Whenever I go on Twitter after a major event or when somebody’s died, it’s so overloaded with jokes that I just don’t want to add anything to it. That’s my instinct. Obviously, there are some amazing very topical jokes people make, but I sort of like not being in the fray. It overwhelms me and I tune out a little bit. I don’t want to do the same joke as 100 other people.
There have been a couple times I’ve accidentally tweeted something that someone else has already tweeted. There are just so many people on Twitter, and so many funny people in the world; you have to make sure nobody else has already done it.
When it happens to other people–and it’s happened where other people have done things that I’ve done before–I in no way take it personally, because it’s so easy to do that accidentally. When people get too upset about Twitter, I always think, “It’s just a stupid website. Don’t worry too much; we’ll all be okay. We all die.”

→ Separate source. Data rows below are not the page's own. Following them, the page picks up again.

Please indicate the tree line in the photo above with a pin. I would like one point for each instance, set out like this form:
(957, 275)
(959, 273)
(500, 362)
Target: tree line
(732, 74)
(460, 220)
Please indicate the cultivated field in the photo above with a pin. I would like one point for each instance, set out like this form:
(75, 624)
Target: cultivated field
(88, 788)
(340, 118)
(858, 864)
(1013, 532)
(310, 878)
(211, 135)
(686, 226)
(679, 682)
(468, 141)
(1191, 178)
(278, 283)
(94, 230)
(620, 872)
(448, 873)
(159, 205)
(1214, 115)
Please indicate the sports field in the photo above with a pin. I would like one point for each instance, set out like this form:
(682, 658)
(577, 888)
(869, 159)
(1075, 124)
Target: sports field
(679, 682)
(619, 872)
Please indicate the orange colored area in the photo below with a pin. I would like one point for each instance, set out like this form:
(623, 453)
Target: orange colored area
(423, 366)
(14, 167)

I used to be really anal about timing. I wanted to post tweets at the prime time, which I think is 11 a.m. west coast time, [which is] 2 p.m. east coast time. Everybody’s up and on their computers at work then. I’ve kind of chilled out about it, though. If you post at like 1 a.m. on a weekday night, there are fewer people reading it. But the fun thing about Twitter is that I have followers from all around the world, so someone’s always up. And that’s the way that time works!
Jokes that are popular on Twitter are very often wordplay or even jokes that have funny spelling or whatever. They are often very much things that have to be seen instead of heard. Also, when it’s in the context of a tweet, you’re seeing it along with hundreds of other little tiny notes, and you can compare it within the restrictions that Twitter puts on you.

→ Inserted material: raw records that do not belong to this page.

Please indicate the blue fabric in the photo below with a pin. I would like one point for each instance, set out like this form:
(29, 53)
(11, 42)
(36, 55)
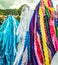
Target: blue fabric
(26, 44)
(8, 41)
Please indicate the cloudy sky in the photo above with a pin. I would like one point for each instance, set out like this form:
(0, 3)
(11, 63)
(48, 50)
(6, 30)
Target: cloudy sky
(6, 4)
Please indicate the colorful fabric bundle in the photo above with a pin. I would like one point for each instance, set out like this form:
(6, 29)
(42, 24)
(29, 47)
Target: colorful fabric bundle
(39, 41)
(43, 40)
(23, 54)
(8, 41)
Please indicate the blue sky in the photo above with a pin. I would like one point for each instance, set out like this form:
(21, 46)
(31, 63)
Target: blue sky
(6, 4)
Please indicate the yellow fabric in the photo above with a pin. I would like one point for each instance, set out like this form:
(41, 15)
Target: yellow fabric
(45, 48)
(46, 4)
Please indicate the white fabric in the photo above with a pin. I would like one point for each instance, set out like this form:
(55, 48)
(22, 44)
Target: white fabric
(23, 27)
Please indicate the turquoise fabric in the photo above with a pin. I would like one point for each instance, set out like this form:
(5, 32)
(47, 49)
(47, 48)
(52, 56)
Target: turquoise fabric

Usually the tweets that I do are like one-liners with some kind of twist that fits in a very small area. I’ve definitely tweeted things, though, that then became blog posts. If I’m going to use something as a premise for a video or a blog post, I try to save it and not tweet it, but it gets tempting to boil it down and use it as a joke.

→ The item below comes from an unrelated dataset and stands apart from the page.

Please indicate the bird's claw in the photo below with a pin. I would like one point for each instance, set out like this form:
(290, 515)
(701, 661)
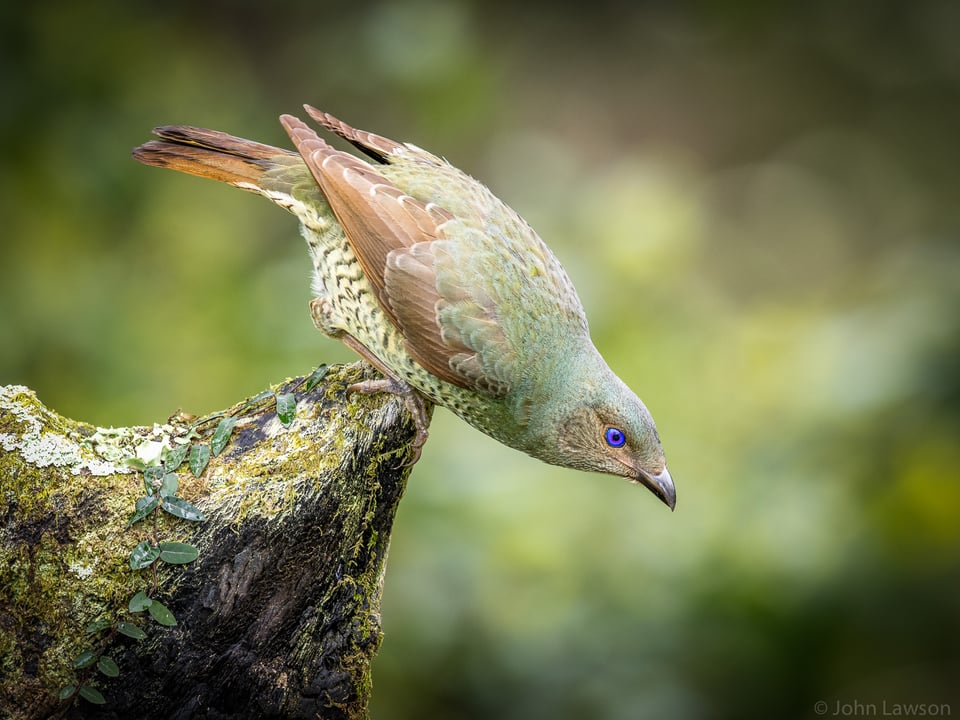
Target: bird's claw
(414, 402)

Everyone in my family makes puns. That’s what our family is known for. I make puns a hundred times a day in my head, and I’ve taught myself from years and years of experience not to say them out loud because people think they’re awful. But actually, the few puns that I put on Twitter have done extremely well in terms of people liking them and sharing them, and my mom always calls me to say “See, puns are the best.” I did musicals in college, and they were riddled with puns.
These are my favorite kind of thing, and Selfie-a Plath might be my favorite tweet I’ve ever done. I was late to Instagram, but now I’m obsessed with visual jokes. I tweeted a Starbucks cup a while ago with a swastika drawn on it, and put as a caption, “They spelled my name wrong again.” It’s such a fun way to get a sight gag onto the Internet. In TV or movies, people always love a good joke where you don’t need to explain it.
Tweeting offensive shock stuff just for the sake of tweeting offensive shock stuff is not up my alley. I did just say that I tweeted a swastika picture, and I’m all for the perfect rape joke or the perfect Hitler joke or whatever. If I’m reading something and it’s offensive but well structured, I’m going to like it. But I try to stay away from offensive things, and when I do them, I usually delete them. Mostly because I don’t have the energy to defend them.
I don’t want to have to think about Twitter every second of every day, and I don’t think I’m funny enough that my stream of consciousness should be tweeted all the time. I like when people don’t tweet a ton. Most of us are following hundreds of people, and if everyone’s tweeting 20 times a day, it can get a little exhausting. If you’re tweeting funny stuff all the time, though, good for you and I’m probably going to like it.